# New plastics



## Sanative (May 4, 2011)

Got my plastics on. I love them. The only thing is they were bent in shipping so the headlights had to be tied in place.....


----------



## Mudforce (Dec 11, 2009)

Best color on the brute hands down!!!!


----------



## Sanative (May 4, 2011)

Mudforce said:


> Best color on the brute hands down!!!!


It sure is! 


Sent from my iPhone using Tapatalk


----------



## JLOWERY (Jan 30, 2010)

Trade ya some metallic silver lol

Sent from my DROID X2 using Tapatalk


----------



## Sanative (May 4, 2011)

Haha nah. I'll give you my dark green for the metallic silver though haha


----------



## movingman (Jan 25, 2010)

Looks good.


----------



## NMKawierider (Apr 11, 2009)

Yep, looks good man...Always loved that color. Just need to finish it..


----------



## JLOWERY (Jan 30, 2010)

Sanative said:


> Haha nah. I'll give you my dark green for the metallic silver though haha


I bet you would

Sent from my DROID X2 using Tapatalk


----------



## Sanative (May 4, 2011)

nmkawierider said:


> Yep, looks good man...Always loved that color. Just need to finish it..

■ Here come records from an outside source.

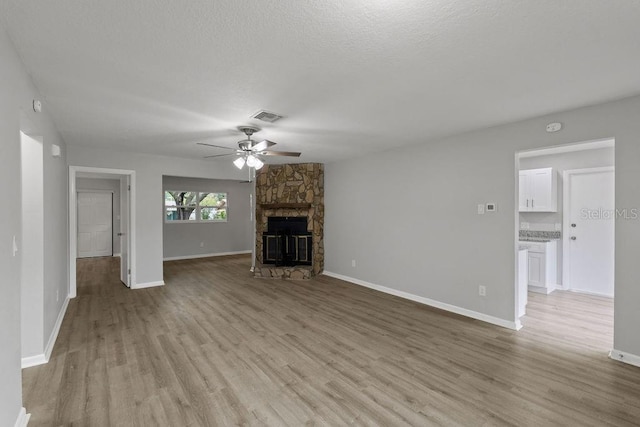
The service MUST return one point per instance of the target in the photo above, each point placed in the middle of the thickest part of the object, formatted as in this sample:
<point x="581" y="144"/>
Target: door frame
<point x="100" y="191"/>
<point x="73" y="219"/>
<point x="566" y="221"/>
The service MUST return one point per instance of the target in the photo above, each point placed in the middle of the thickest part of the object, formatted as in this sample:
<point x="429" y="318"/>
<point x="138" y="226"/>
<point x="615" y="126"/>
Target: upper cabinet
<point x="538" y="190"/>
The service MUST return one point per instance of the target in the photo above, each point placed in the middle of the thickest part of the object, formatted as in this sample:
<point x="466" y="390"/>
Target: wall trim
<point x="177" y="258"/>
<point x="624" y="357"/>
<point x="56" y="329"/>
<point x="41" y="359"/>
<point x="23" y="418"/>
<point x="147" y="285"/>
<point x="29" y="361"/>
<point x="432" y="303"/>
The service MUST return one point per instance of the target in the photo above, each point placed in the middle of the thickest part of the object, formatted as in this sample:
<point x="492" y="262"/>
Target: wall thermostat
<point x="554" y="127"/>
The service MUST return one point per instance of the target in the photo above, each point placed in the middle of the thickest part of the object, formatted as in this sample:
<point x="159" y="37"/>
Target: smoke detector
<point x="266" y="116"/>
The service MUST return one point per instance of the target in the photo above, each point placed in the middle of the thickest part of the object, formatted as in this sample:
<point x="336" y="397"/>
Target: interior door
<point x="591" y="237"/>
<point x="125" y="214"/>
<point x="95" y="224"/>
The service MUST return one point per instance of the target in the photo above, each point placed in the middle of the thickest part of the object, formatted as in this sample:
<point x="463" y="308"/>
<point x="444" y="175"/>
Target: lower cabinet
<point x="542" y="271"/>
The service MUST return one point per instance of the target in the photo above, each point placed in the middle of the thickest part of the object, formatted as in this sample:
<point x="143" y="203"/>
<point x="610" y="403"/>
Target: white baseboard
<point x="515" y="325"/>
<point x="624" y="357"/>
<point x="38" y="359"/>
<point x="147" y="285"/>
<point x="178" y="258"/>
<point x="43" y="358"/>
<point x="23" y="418"/>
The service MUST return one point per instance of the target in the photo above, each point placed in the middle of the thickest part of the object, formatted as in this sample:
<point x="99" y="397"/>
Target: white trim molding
<point x="178" y="258"/>
<point x="30" y="361"/>
<point x="41" y="359"/>
<point x="625" y="357"/>
<point x="147" y="285"/>
<point x="514" y="325"/>
<point x="23" y="418"/>
<point x="56" y="329"/>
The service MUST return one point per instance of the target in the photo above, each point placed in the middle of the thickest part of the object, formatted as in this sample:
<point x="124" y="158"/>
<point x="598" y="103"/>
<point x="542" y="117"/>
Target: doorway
<point x="95" y="224"/>
<point x="585" y="174"/>
<point x="589" y="243"/>
<point x="126" y="230"/>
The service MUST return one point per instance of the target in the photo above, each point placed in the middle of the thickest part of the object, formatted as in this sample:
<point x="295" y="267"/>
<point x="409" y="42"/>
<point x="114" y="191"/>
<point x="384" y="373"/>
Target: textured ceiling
<point x="350" y="76"/>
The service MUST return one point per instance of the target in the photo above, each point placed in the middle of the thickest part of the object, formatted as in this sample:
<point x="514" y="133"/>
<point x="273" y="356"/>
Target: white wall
<point x="16" y="114"/>
<point x="32" y="236"/>
<point x="149" y="195"/>
<point x="112" y="185"/>
<point x="234" y="235"/>
<point x="545" y="221"/>
<point x="408" y="216"/>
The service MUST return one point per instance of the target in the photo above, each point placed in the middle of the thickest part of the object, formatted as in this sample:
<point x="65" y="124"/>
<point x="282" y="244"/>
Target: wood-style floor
<point x="217" y="347"/>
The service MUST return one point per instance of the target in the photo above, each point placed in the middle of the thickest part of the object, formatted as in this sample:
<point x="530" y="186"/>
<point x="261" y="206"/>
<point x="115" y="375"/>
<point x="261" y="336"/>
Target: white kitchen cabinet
<point x="542" y="268"/>
<point x="538" y="190"/>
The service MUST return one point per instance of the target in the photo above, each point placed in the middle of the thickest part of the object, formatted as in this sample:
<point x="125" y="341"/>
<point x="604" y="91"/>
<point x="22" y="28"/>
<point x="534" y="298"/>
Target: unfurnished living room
<point x="320" y="213"/>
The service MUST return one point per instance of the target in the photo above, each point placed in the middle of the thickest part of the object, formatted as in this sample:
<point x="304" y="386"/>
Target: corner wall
<point x="16" y="114"/>
<point x="408" y="216"/>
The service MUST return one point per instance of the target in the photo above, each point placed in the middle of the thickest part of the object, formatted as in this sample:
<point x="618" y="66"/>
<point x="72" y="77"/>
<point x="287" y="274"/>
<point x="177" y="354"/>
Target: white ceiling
<point x="348" y="75"/>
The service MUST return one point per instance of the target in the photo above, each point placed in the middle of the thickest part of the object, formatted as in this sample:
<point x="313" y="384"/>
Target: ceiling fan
<point x="250" y="152"/>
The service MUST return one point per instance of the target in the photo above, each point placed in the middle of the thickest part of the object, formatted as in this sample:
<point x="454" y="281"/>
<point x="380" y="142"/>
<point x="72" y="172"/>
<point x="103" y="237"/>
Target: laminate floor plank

Thanks! I'm getting the floorboards on and then the body will be done. Going for the no racks look. Tires and the new MSA wheels are next 


Sent from my iPhone using Tapatalk


----------



## Injected (Mar 21, 2010)

If you don't mind me asking, what did the plastics cost shipped?


----------



## Polaris425 (Dec 16, 2004)

Nice!!


----------



## HoNdAnAsTyRIDdEr09 (Aug 26, 2009)

I want the candy blue....


----------



## Litenyaup (Aug 28, 2011)

HoNdAnAsTyRIDdEr09 said:


> I want the candy blue....


I like the candy blue also, but there is deff something to say about the kawi green!


----------



## Sanative (May 4, 2011)

Shipping was free with the dealer. They were $520, but I got a new shroud and radiator hoses too. Just plastics was around $480


Sent from my iPhone using Tapatalk


----------



## Sanative (May 4, 2011)

Polaris425 said:


> Nice!!


Thanks!


Sent from my iPhone using Tapatalk


----------



## DANNYRAY (Nov 9, 2011)

Man I LOVE the Green plastics. eventually that is what I want to put on mine.

Looking good!!!

Tapatalk on DROID-X


----------



## JLOWERY (Jan 30, 2010)

Sanative said:


> Shipping was free with the dealer. They were $520, but I got a new shroud and radiator hoses too. Just plastics was around $480
> 
> 
> Sent from my iPhone using Tapatalk


They are about a $100 cheaper at cheapcycleparts

Sent from my DROID X2 using Tapatalk


----------



## DANNYRAY (Nov 9, 2011)

will they fit an 05?

I can't find at the dealer where the green was an option in 05.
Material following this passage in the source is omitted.